← Go back

An Automatic Benchmark Generator for Entity Recognition and Linking

23 days ago by René Speck

Creating of gold standards is of central importance for the objective assessment and development of approaches all around computer science. The manual creation of gold standards for named entity recognition and entity linking is time- and resource-intensive. Moreover, recent works show that such gold standards contain a large proportion of mistakes in addition to being difficult to maintain.

At the 11th International Conference on Natural Language Generation (INLG 2018), we presented BENGAL, a novel automatic generation of such gold standards as a complement to manually created benchmarks. The main advantage of our benchmarks is that they can be readily generated at any time. They are also cost-effective while being guaranteed to be free of annotation errors. We compare the performance of 11 tools on benchmarks in English generated by BENGAL and on 16 benchmarks created manually. We show that our approach can be ported easily across languages by presenting results achieved by 4 tools on both Brazilian Portuguese and Spanish.

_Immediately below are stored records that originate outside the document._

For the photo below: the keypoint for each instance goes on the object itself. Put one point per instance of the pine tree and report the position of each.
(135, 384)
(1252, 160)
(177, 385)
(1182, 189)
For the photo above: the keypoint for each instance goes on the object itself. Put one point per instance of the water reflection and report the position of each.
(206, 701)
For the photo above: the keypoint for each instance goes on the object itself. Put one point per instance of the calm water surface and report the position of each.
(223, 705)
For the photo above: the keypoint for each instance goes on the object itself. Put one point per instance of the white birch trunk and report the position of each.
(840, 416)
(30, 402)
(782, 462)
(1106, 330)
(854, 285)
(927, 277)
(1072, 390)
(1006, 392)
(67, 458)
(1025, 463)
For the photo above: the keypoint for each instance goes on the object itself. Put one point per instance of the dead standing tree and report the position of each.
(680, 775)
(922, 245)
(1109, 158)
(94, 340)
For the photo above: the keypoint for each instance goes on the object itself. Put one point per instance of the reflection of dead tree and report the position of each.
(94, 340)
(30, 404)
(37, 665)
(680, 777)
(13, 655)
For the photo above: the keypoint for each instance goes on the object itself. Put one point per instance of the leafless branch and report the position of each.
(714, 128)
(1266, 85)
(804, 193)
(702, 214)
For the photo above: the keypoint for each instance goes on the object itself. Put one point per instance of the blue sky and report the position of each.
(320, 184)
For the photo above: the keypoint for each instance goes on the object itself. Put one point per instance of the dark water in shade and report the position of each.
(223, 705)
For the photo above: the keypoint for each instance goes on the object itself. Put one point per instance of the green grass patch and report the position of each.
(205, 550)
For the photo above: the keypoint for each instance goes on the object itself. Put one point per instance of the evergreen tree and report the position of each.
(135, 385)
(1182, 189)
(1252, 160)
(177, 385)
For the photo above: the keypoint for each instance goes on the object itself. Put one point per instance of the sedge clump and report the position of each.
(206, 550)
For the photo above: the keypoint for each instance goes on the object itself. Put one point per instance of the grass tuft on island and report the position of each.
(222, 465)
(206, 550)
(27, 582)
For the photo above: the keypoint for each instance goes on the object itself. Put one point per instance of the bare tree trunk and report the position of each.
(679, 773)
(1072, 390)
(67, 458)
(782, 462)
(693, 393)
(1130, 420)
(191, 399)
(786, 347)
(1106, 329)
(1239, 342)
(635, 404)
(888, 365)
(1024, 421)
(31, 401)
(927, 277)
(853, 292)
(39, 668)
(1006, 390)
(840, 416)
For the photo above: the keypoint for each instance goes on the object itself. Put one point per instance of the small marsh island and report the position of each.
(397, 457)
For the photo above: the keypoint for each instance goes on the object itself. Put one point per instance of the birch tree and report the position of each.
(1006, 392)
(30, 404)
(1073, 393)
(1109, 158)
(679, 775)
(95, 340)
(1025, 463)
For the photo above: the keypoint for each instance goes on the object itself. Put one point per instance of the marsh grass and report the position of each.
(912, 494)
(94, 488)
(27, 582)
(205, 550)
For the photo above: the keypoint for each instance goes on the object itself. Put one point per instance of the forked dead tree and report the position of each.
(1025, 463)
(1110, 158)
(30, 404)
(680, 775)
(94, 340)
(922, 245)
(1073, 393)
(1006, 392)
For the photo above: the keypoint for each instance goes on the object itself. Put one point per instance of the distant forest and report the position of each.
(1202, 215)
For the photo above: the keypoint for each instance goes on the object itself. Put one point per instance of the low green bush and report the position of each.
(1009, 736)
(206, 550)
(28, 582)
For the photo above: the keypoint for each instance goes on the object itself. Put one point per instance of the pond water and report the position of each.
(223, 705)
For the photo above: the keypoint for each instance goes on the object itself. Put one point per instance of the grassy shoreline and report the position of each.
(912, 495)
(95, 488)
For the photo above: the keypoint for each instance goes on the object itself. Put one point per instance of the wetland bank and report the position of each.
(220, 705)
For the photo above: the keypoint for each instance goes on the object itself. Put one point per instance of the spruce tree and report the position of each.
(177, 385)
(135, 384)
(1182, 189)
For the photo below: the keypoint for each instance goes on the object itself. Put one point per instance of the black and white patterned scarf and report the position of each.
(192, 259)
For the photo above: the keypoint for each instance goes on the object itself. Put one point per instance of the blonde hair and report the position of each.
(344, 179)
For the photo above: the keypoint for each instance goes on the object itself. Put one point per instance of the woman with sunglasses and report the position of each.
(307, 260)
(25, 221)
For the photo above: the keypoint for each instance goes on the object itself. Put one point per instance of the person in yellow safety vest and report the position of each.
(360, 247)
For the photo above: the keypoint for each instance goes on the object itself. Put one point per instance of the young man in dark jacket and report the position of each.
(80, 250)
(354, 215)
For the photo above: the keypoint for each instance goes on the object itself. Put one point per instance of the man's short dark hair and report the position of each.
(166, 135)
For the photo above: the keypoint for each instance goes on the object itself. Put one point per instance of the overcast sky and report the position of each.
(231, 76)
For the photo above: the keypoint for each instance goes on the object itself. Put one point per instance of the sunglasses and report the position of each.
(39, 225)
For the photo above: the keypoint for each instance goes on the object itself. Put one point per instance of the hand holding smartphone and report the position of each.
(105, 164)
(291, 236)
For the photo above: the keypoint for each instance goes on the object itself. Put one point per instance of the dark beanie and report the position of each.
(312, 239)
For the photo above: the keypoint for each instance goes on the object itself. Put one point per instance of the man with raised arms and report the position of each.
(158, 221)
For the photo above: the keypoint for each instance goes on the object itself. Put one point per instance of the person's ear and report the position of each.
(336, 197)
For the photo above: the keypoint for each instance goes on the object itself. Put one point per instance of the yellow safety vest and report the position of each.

Our results suggest that our approach can generate diverse benchmarks with characteristics similar to those of a large proportion of existing benchmarks in several languages. Overall, our results suggest that BENGAL benchmarks can ease the development of named entity recognition and entity linking tools (especially for resource-poor languages) by providing developers with insights into their performance at virtually no cost. Hence, BENGAL can improve the push towards better named entity recognition and entity linking frameworks.

Our approach is open-source: https://github.com/dice-group/BENGAL. Our experimental results are available at http://faturl.com/bengalexpinlg and the paper at: https://www.aclweb.org/anthology/W18-6541/.